As the Royal Commission on Australian Government Administration found, there are circumstances in which a minister is expected to accept personal responsibility and to resign or be dismissed.
For example, where the minister’s behaviour contravenes established standards of morality, resignation or dismissal is the appropriate action.
Surely, if any such case was clear given such requirements, it is that of Potter.
The principle is considered essential, as it is seen to guarantee that an elected politician is answerable for government decision-making.
However, in a government that does not prize ethical responsibility, but rather their own survival, there are often attempts to avoid parliamentary conventions that lie at the foundation of responsible, democratic government.
The Territory currently demonstrates such a lack of ethical and responsible leadership in government.
In a further worrying development of the demonstration of ethical governance in the Territory, the Chief Minister has refused to this stage, to act on Potter’s serious transgressions.
What can be expected following this serious slide in the ethics of good governance in the Northern Territory?
The evidence is clear that there is likely to be higher levels of corruption, limited economic development and retarded growth and employment in the Northern Territory. A number would argue that such indicators are already obvious.
Less and less companies and organisations will be prepared to risk an environment so badly governed and uncertain, with the accompanying unacceptably high levels of risk.
This can be expected to undermine government revenues further and in turn limit the capacity of the Territory government to protect and develop their residents through the further hollowing out of education, health and police and justice systems, for example. Basic infrastructure such as power, roads and communication systems are also likely to be affected.
Very importantly the risks are likely to be even more troubling for the Territory.
The particular demographic structure of the Territory means that rapidly increasing social problems – associated with marginalised Aboriginal societies who are untrusting of government and who are also dealing with collapsing Aboriginal law, culture and social structures – are likely to increase further, with very serious implications for residents of the Territory.
Such increased social dislocation, with the associated problems of disharmony and violence, are likely to gather pace with an important section of the NT community unable to develop strong, ethical and reliable linkages with leadership in government.
Ethical and responsible leadership is vital at the senior levels of parliamentary democracy and government to set the necessary standards and examples to individuals, institutions and organisations in society.
Successful democratic governments also require and encourage a high level of community participation rather than operating as a closed, self-interested, separate, ‘them and us’ club.
There is likely to be nowhere more important in Australia that this occurs rapidly than in the Northern Territory.
Without such leadership, the NT is bound to fail and the compounding negative consequences are likely to be increasingly severe for Territory residents.
This will continue until Northern Territory political leaders appreciate they are elected to serve all members of the public in an ethical and responsible manner, rather than their own private interests.
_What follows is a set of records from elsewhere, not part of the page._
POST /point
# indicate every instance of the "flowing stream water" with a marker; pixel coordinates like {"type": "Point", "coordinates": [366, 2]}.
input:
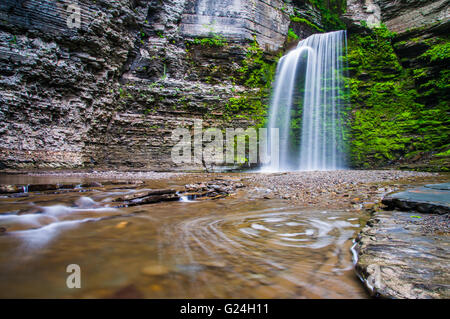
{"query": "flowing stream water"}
{"type": "Point", "coordinates": [236, 247]}
{"type": "Point", "coordinates": [308, 105]}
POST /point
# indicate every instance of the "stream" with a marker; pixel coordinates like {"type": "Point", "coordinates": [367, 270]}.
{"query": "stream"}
{"type": "Point", "coordinates": [235, 247]}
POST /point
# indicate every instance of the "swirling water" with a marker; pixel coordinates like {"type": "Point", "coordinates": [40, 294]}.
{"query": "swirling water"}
{"type": "Point", "coordinates": [238, 247]}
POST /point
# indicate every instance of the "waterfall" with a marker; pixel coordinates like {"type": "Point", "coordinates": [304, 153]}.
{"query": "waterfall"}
{"type": "Point", "coordinates": [308, 105]}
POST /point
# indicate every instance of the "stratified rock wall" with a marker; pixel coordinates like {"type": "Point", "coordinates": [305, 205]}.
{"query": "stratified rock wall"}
{"type": "Point", "coordinates": [400, 16]}
{"type": "Point", "coordinates": [109, 92]}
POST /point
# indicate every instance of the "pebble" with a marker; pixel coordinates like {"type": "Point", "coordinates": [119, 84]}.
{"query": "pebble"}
{"type": "Point", "coordinates": [155, 270]}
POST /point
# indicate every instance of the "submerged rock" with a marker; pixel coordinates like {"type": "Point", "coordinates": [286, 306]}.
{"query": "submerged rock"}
{"type": "Point", "coordinates": [155, 270]}
{"type": "Point", "coordinates": [10, 189]}
{"type": "Point", "coordinates": [428, 199]}
{"type": "Point", "coordinates": [407, 254]}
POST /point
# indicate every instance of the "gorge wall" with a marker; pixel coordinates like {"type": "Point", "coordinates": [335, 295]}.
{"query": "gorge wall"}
{"type": "Point", "coordinates": [108, 94]}
{"type": "Point", "coordinates": [400, 86]}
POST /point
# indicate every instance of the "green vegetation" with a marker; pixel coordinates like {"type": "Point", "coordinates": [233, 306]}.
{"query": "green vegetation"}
{"type": "Point", "coordinates": [215, 40]}
{"type": "Point", "coordinates": [398, 113]}
{"type": "Point", "coordinates": [292, 36]}
{"type": "Point", "coordinates": [257, 73]}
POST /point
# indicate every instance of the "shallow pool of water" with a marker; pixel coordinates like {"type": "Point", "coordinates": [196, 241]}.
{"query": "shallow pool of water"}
{"type": "Point", "coordinates": [237, 247]}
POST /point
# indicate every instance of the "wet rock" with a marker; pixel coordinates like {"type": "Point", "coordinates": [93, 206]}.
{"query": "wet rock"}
{"type": "Point", "coordinates": [19, 195]}
{"type": "Point", "coordinates": [68, 186]}
{"type": "Point", "coordinates": [155, 270]}
{"type": "Point", "coordinates": [397, 258]}
{"type": "Point", "coordinates": [42, 187]}
{"type": "Point", "coordinates": [85, 203]}
{"type": "Point", "coordinates": [91, 184]}
{"type": "Point", "coordinates": [144, 194]}
{"type": "Point", "coordinates": [9, 189]}
{"type": "Point", "coordinates": [429, 199]}
{"type": "Point", "coordinates": [153, 199]}
{"type": "Point", "coordinates": [122, 225]}
{"type": "Point", "coordinates": [214, 264]}
{"type": "Point", "coordinates": [215, 189]}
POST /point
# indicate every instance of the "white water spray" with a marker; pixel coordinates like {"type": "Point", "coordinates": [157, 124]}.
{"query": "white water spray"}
{"type": "Point", "coordinates": [309, 82]}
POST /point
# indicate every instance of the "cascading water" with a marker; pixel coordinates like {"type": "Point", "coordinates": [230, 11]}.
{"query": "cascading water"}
{"type": "Point", "coordinates": [308, 105]}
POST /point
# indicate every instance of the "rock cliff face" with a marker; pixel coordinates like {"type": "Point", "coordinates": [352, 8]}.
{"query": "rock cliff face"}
{"type": "Point", "coordinates": [399, 93]}
{"type": "Point", "coordinates": [109, 92]}
{"type": "Point", "coordinates": [403, 15]}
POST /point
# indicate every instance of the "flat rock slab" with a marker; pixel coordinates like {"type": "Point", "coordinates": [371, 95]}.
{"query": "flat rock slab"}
{"type": "Point", "coordinates": [405, 255]}
{"type": "Point", "coordinates": [429, 199]}
{"type": "Point", "coordinates": [443, 186]}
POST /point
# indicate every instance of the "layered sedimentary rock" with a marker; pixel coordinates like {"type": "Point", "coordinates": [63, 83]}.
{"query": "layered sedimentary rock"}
{"type": "Point", "coordinates": [109, 91]}
{"type": "Point", "coordinates": [400, 16]}
{"type": "Point", "coordinates": [237, 19]}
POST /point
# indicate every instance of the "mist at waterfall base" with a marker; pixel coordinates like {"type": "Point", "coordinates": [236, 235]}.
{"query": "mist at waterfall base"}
{"type": "Point", "coordinates": [308, 106]}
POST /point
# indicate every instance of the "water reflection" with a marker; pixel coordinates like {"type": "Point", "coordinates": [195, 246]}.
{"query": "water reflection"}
{"type": "Point", "coordinates": [235, 247]}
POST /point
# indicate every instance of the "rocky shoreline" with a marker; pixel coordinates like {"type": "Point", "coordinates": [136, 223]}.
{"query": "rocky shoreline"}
{"type": "Point", "coordinates": [398, 254]}
{"type": "Point", "coordinates": [405, 252]}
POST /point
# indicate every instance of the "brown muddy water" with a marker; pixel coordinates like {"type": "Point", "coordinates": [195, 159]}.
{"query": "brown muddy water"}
{"type": "Point", "coordinates": [236, 247]}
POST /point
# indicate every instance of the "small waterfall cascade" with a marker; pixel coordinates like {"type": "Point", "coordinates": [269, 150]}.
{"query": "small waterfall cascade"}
{"type": "Point", "coordinates": [308, 105]}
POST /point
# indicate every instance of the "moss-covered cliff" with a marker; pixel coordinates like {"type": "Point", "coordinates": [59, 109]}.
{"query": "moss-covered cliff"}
{"type": "Point", "coordinates": [400, 98]}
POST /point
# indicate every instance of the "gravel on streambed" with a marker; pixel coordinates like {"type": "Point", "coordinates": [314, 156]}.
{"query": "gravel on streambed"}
{"type": "Point", "coordinates": [344, 188]}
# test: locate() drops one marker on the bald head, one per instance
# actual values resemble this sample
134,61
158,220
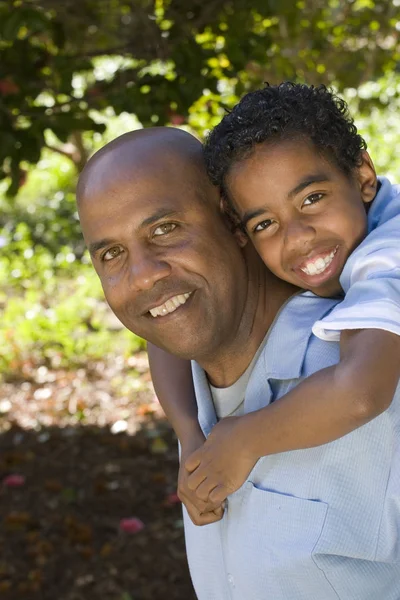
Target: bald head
161,152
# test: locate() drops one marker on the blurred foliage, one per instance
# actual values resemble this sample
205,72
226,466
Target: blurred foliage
75,74
54,70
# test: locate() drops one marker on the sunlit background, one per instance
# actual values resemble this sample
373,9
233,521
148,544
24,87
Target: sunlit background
84,445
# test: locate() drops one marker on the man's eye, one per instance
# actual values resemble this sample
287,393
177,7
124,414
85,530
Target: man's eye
312,199
263,225
164,229
112,253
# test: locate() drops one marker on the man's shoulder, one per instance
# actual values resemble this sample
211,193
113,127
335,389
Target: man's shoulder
292,350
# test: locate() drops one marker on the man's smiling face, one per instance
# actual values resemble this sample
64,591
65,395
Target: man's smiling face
170,269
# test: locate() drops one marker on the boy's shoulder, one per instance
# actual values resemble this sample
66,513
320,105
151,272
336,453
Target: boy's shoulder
386,204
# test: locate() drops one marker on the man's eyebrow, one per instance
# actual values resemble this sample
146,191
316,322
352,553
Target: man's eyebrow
160,214
96,246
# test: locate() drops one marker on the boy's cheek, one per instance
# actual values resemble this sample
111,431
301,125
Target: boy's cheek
241,237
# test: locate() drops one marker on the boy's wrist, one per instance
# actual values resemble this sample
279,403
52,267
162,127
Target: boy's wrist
248,436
Dr Don Fuller holds a first class Honours degree and PhD in economics from the University of Adelaide. He has worked as a senior public servant in the Territory and as Professor of Governance and Head of the Schools of Law and Business at Charles Darwin University. He grew up in Darwin and attended Darwin High School.
Dr Fuller was also an adviser to the former CLP MLA Maralampuwi Francis Xavier, was briefly the senior private secretary to Chief Minister Paul Everingham, and is a former member of the CLP and the ALP.